Why I Built These
At IBM, I kept running into the same time-consuming tasks: summarizing meeting transcripts, building presentation outlines, creating data visualizations for partner reviews. So I built custom GPT prompts to automate them. Each one has structured inputs, detailed system instructions, and consistent output formatting so the results are usable right away, no editing needed.
Meeting Recap Generator
Takes a raw meeting transcript and turns it into a structured, professional recap ready to send to stakeholders.
How It Works
- Input: Paste a raw transcript from Teams, Zoom, Otter.ai, or manual notes
- Processing: The GPT identifies speakers, pulls out key topics, decisions, and action items
- Output: A formatted recap with meeting metadata, summary, discussion points, action items with owners and deadlines, and next steps
Design Choices
- Handles messy, unformatted transcripts with speaker identification heuristics
- Separates decisions made from items still under discussion
- Action items always include: task, owner, and deadline (or "TBD" if not stated)

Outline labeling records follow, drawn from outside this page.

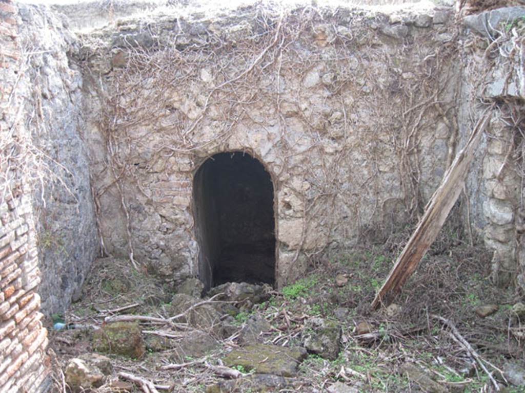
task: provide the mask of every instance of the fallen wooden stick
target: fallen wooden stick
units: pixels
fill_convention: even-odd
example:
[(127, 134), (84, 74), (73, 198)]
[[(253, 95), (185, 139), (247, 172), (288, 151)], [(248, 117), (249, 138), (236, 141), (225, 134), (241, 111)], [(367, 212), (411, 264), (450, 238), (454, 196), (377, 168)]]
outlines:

- Professional tone suitable for executive-level distribution
Use case: Weekly partner check-ins with 30+ nonprofit organizations. This turned a 45-minute transcript review into a 2-minute GPT interaction.

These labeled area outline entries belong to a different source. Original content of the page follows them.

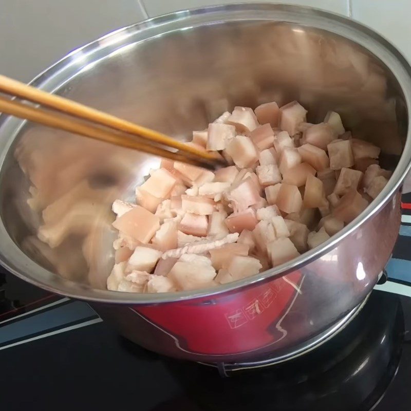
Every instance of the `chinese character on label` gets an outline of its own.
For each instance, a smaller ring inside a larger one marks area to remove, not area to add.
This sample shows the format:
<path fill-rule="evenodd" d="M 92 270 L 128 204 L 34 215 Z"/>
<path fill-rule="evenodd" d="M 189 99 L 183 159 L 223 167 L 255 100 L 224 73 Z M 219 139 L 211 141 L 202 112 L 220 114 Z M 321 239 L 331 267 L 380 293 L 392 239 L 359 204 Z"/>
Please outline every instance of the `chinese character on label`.
<path fill-rule="evenodd" d="M 226 314 L 226 318 L 232 328 L 237 328 L 248 321 L 242 310 L 239 308 L 235 311 L 232 311 Z"/>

AI Workforce Learning Deck Designer
Generates structured presentation outlines for CSR and workforce development topics, following IBM's communication standards.
How It Works
- Input: Topic, audience, and key data points or themes
- Processing: Structures content into a narrative arc with data-backed slides
- Output: Slide-by-slide outline with titles, bullet points, speaker notes, and visualization suggestions
Design Choices
- Follows a narrative structure: Context, Challenge, Solution, Impact, Call to Action
- Each slide includes speaker notes for the presenter
- Suggests data visualizations (bar charts, timelines, maps) where they make sense
- Adapts tone depending on whether the audience is internal, external partners, or executives
Use case: Quarterly CSR impact presentations for IBM SkillsBuild leadership. Turns raw metrics into a visual narrative.
IBM Slide Deck Builder with D3.js
Creates data-rich slide decks with interactive D3.js visualizations you can embed directly into web-based presentations.
How It Works
- Input: Dataset, presentation context, and target audience
- Processing: Analyzes data patterns and selects the right visualization types
- Output: Slide structure with D3.js code snippets for each visualization, plus narrative framing
Design Choices
- D3.js visualizations are self-contained and ready to embed
- Supports bar charts, line graphs, pie charts, geographic maps, and network diagrams
- Color schemes follow IBM's Carbon Design System guidelines
- Each visualization includes accessibility attributes (ARIA labels, color-blind safe palettes)
Use case: Data-driven partner review decks showing learner engagement, completion rates, and geographic distribution across IBM SkillsBuild's global network.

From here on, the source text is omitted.